Une coopération militaire historique et renforcée
La France et le Bénin sont liés par des accords de coopération militaire depuis 1977, régulièrement mis à jour. La recrudescence du risque djihadiste, avec des incursions dans le septentrion béninois depuis 2019, a renforcé cette collaboration. Après la fin de l’opération Barkhane et la perte des bases françaises dans les pays de l’AES, Paris a encore consolidé ses liens avec Cotonou. La presse spécialisée informe régulièrement du rôle de la France dans l’achat d’armes et d’équipements, ainsi que dans la formation des forces béninoises. Des militaires français sont présents au camp d’Allada, à une quarantaine de kilomètres au nord de Cotonou, pour instruire les recrues destinées au front nord, face aux djihadistes. Les autorités françaises et béninoises ont toujours réfuté l’existence de bases « opérationnelles » françaises sur le territoire béninois.
Le poids décisif du renseignement français
Dans tous les cas, la séquence de crise à Cotonou a permis de souligner le rôle central du renseignement français. L’Élysée reconnaît qu’Emmanuel Macron s’est entretenu avec le président nigérian Bola Tinubu le jour même de l’attaque. Les frappes aériennes de l’armée nigériane, menées sur les positions des mutins et appuyées par un partage de renseignements français, ont été déterminantes dans l’effondrement du putsch. Paris a coordonné avec Abuja et la Cedeao sans apparaître en première ligne, privilégiant un rôle discret de facilitateur.
Une ligne de crête informationnelle
La tension informationnelle explose rapidement sur les réseaux. Les comptes favorables à l’Alliance des États du Sahel (AES) – Mali, Niger et Burkina Faso – s’activent dès dimanche matin après qu’une poignée de militaires a annoncé à la télévision nationale avoir destitué Patrice Talon. Le message est diffusé en boucle : « Chers putschistes, réussissez-moi ce putsch svp », « encouragez les militaires révolutionnaires qui sont au boulot depuis 2 heures du matin », écrit Kemi Seba, militant néopanafricaniste et soutien déclaré des régimes autoritaires de la région.

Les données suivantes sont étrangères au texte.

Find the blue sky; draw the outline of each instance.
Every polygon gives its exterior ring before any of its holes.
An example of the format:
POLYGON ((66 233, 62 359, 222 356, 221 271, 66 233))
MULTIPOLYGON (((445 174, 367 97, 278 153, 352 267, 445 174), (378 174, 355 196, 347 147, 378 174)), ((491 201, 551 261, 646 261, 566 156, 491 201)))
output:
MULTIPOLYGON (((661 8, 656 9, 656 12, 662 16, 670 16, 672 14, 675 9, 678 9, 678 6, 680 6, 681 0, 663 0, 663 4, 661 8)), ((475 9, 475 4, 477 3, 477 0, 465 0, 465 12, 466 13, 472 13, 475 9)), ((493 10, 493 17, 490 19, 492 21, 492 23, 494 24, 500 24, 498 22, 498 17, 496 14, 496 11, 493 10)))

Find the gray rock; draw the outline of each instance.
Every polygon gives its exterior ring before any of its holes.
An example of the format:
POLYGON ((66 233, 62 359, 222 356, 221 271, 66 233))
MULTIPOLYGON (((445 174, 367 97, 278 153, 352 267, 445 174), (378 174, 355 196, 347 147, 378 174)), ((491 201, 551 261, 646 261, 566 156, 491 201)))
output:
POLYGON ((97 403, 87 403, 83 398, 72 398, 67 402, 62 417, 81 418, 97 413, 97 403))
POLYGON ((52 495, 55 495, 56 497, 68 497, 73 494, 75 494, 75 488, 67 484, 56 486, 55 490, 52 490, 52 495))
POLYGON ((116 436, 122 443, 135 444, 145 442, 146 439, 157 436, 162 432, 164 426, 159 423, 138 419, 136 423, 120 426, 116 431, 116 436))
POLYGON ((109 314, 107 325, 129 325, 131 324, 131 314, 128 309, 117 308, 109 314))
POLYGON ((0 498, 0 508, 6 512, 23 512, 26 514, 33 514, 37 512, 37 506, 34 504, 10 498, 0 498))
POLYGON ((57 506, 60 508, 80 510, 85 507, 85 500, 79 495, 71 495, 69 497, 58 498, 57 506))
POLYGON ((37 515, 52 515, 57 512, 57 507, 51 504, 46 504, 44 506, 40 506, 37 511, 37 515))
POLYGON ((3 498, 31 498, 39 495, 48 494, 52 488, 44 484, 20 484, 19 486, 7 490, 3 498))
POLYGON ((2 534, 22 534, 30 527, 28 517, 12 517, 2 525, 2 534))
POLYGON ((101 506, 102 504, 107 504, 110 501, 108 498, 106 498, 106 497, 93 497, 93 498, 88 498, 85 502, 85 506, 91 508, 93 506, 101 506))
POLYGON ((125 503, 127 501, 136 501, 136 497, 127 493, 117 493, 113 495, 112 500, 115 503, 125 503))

Il n’en fallait pas plus pour que les réseaux néopanafricanistes accusent Paris de « piloter » la riposte, de « manipuler » les communications du ministre de l’Intérieur, voire de « pirater » la télévision nationale. La rumeur selon laquelle certains membres du gouvernement se seraient réfugiés à l’ambassade de France circule massivement, démentie aussitôt par le Quai d’Orsay. Une mécanique bien rodée : exploiter chaque crise pour nourrir le récit d’une France omniprésente et hostile aux aspirations populaires.
Un test pour la présidentielle de 2026
Dans ce climat inflammable, Paris tente de maintenir un équilibre. L’Élysée insiste sur un soutien « strictement technique ». Depuis les ruptures avec le Mali, le Burkina Faso et le Niger, le Bénin reste l’un des derniers partenaires solides de Paris en Afrique de l’Ouest. Une proximité stratégique qui, si elle assure la stabilité face aux djihadistes, en fait également une cible privilégiée pour les propagandes anti-occidentales.
La perception reste le défi majeur. La prise de parole du député Aurélien Taché, présent à Cotonou la veille de l’attaque, illustre cette complexité : sur X, il affirme que « la France a soutenu l’armée béninoise » et qu’elle « ne peut rester muette sur les réformes antidémocratiques de Patrice Talon ».
À Cotonou, le pouvoir assure que la situation est « sous contrôle ». Mais cet épisode révèle un défi plus large : dans une Afrique de l’Ouest traversée par la défiance, chaque action française, même limitée, alimente une guerre narrative où Paris perd souvent la bataille de l’opinion. Alors que le Bénin se dirige vers l’élection présidentielle d’avril 2026, la stabilité reste au cœur du jeu politique.